O ano de 2025 acabou e o desempenho do dólar australiano foi bastante notável. Com o dólar a enfraquecer, expectativas de tarifas ajustadas e a resiliência da economia doméstica a impulsionar, o AUD/USD subiu acumuladamente 7% ao longo do ano, demonstrando uma forte tendência de valorização.

Divergências na política do banco central, mudança no padrão do dólar em relação ao AUD

Entrando em 2026, a direção do AUD/USD será principalmente determinada por três variáveis: a orientação da política do banco central, o desempenho dos fundamentos económicos e os riscos geopolíticos.

Atitudes divergentes do Banco Central Australiano

Atualmente, a pressão inflacionária na Austrália é consenso no mercado, mas há divergências quanto às ações futuras do banco central. O mercado em geral reconhece que o ciclo de cortes de juros do Banco da Austrália terminou, mas há dúvidas sobre se em 2026 será iniciado um ciclo de aumento de juros.

O Westpac é relativamente dovish, prevendo que o Banco da Austrália manterá as taxas inalteradas ao longo do ano. Já o Banco da Reserva da Austrália espera um aumento moderado de uma única vez. Os mais hawkish são o National Australia Bank e o Citigroup, que preveem dois aumentos de juros em fevereiro e maio, totalizando duas elevações ao longo do ano.

O foco na magnitude do corte do Fed

Em contraste com a postura hawkish do banco australiano, o Federal Reserve ainda tem espaço para cortar juros em 2026. O consenso do mercado é que o Fed reduzirá as taxas duas vezes ao longo do ano, mas o JPMorgan é mais cauteloso, prevendo apenas uma redução.

De qualquer forma, a divergência nas políticas dos bancos centrais da Austrália e dos EUA sustentará a alta do AUD, pressionando a taxa de câmbio USD/AUD.

Perspectivas de crescimento doméstico positivas, mas incertezas na China

Do lado interno, a resiliência da economia australiana permanece. Em 2025, o crescimento do PIB superou o do ano anterior, a taxa de desemprego permaneceu estável e o impulso de crescimento foi relativamente forte. A Organização para a Cooperação e Desenvolvimento Econômico (OCDE) projeta que o crescimento do PIB da Austrália em 2026 aumentará para 2,3%, impulsionado pela recuperação da renda disponível das famílias.

No entanto, os riscos também não podem ser ignorados. A economia australiana depende fortemente das exportações de commodities, sendo a China seu maior parceiro comercial. Se em 2026 a China apresentar uma desaceleração inesperada, isso afetará diretamente a demanda por exportações australianas, prejudicando as perspectivas do PIB e, por consequência, pressionando a cotação do AUD. Essa é a maior variável econômica que o AUD enfrenta.
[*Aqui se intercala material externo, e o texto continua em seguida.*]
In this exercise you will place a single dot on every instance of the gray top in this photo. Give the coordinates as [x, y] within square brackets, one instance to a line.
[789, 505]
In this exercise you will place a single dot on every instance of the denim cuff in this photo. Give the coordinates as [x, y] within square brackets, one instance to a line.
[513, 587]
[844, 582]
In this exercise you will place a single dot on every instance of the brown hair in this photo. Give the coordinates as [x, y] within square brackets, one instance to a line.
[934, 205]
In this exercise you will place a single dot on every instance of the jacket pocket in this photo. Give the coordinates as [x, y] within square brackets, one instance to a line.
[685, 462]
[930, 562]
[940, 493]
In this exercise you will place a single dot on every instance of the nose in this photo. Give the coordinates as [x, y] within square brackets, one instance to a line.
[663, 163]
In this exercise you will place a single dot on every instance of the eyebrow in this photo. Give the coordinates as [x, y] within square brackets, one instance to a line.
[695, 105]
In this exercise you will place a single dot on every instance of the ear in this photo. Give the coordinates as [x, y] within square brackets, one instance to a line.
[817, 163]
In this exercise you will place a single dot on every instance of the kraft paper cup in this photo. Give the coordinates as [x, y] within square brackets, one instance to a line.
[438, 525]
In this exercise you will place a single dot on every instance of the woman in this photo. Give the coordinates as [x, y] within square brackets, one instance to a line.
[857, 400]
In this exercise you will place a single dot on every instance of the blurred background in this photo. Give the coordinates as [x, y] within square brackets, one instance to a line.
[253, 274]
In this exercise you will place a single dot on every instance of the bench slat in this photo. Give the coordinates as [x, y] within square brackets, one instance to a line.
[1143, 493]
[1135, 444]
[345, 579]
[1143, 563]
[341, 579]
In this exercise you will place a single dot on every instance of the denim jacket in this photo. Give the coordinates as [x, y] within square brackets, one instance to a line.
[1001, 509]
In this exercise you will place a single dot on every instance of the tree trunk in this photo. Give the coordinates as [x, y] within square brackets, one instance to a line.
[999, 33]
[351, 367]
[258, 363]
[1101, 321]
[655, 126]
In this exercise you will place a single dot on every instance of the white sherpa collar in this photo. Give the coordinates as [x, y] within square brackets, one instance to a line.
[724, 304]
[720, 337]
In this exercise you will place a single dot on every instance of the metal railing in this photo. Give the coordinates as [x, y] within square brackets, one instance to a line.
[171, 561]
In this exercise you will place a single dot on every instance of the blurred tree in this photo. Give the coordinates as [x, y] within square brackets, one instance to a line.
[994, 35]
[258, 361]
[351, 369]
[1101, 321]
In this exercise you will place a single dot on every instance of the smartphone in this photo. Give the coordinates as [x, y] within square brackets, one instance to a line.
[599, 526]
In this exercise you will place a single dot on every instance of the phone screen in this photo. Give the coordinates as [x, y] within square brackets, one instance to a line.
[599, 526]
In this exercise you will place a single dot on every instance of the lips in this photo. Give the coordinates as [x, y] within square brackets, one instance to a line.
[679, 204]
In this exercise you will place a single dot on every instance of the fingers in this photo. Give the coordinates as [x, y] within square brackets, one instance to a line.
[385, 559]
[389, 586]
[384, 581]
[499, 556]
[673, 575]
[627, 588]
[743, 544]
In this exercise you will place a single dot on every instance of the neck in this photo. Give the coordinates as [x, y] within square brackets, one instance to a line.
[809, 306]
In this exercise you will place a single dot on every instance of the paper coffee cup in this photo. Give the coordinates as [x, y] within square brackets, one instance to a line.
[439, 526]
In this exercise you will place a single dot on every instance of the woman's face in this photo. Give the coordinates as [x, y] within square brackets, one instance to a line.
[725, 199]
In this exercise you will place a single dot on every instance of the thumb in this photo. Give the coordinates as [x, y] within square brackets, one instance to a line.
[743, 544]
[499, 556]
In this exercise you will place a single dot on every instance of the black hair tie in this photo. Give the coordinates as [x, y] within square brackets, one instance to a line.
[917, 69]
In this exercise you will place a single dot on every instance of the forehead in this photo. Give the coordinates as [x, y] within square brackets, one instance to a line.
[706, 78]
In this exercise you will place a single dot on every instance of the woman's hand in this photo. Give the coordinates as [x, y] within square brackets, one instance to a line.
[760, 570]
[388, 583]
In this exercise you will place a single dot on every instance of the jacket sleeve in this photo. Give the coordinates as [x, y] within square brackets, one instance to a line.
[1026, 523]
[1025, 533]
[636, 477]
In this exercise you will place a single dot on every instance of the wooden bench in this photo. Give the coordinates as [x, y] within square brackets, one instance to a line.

Mudanças na preferência por risco serão uma variável-chave

Como um ativo de “risco”, o AUD é extremamente sensível ao sentimento global de risco. Quando a preferência por risco aumenta, o AUD se beneficia; quando o sentimento de aversão ao risco se intensifica, ele tende a ser vendido.

Em 2026, é importante estar atento a dois tipos de eventos “cisne negro”. Primeiro, se o governo Trump retomará uma guerra comercial. Segundo, se o conflito no Oriente Médio e outros fatores geopolíticos poderão se manter estáveis. Qualquer escalada de um desses eventos poderá reduzir a preferência por risco, pressionando o AUD/USD.

Expectativas institucionais geralmente otimistas, mas com divergências claras

De acordo com previsões de várias instituições, o AUD/USD em 2026 ainda tem espaço para subir, embora haja divergências quanto às metas específicas.

O JPMorgan é relativamente conservador, prevendo que o AUD/USD atingirá 0,67 no primeiro trimestre de 2026 e 0,68 ao final do ano.

O Deutsche Bank é mais otimista, indicando que a vantagem de diferencial de juros do AUD em relação às moedas do G10 se ampliará, prevendo 0,69 no segundo trimestre e 0,71 ao final do ano.

O National Australia Bank é o mais otimista, prevendo que o AUD/USD chegará a 0,71 no segundo trimestre e subirá para 0,72 no terceiro trimestre.

No geral, enquanto a economia chinesa não apresentar uma desaceleração acentuada e o conflito no Oriente Médio não se intensificar, a tendência de fraqueza do dólar em relação ao AUD deve continuar. Contudo, os investidores devem estar atentos a possíveis reversões causadas por riscos políticos e geopolíticos.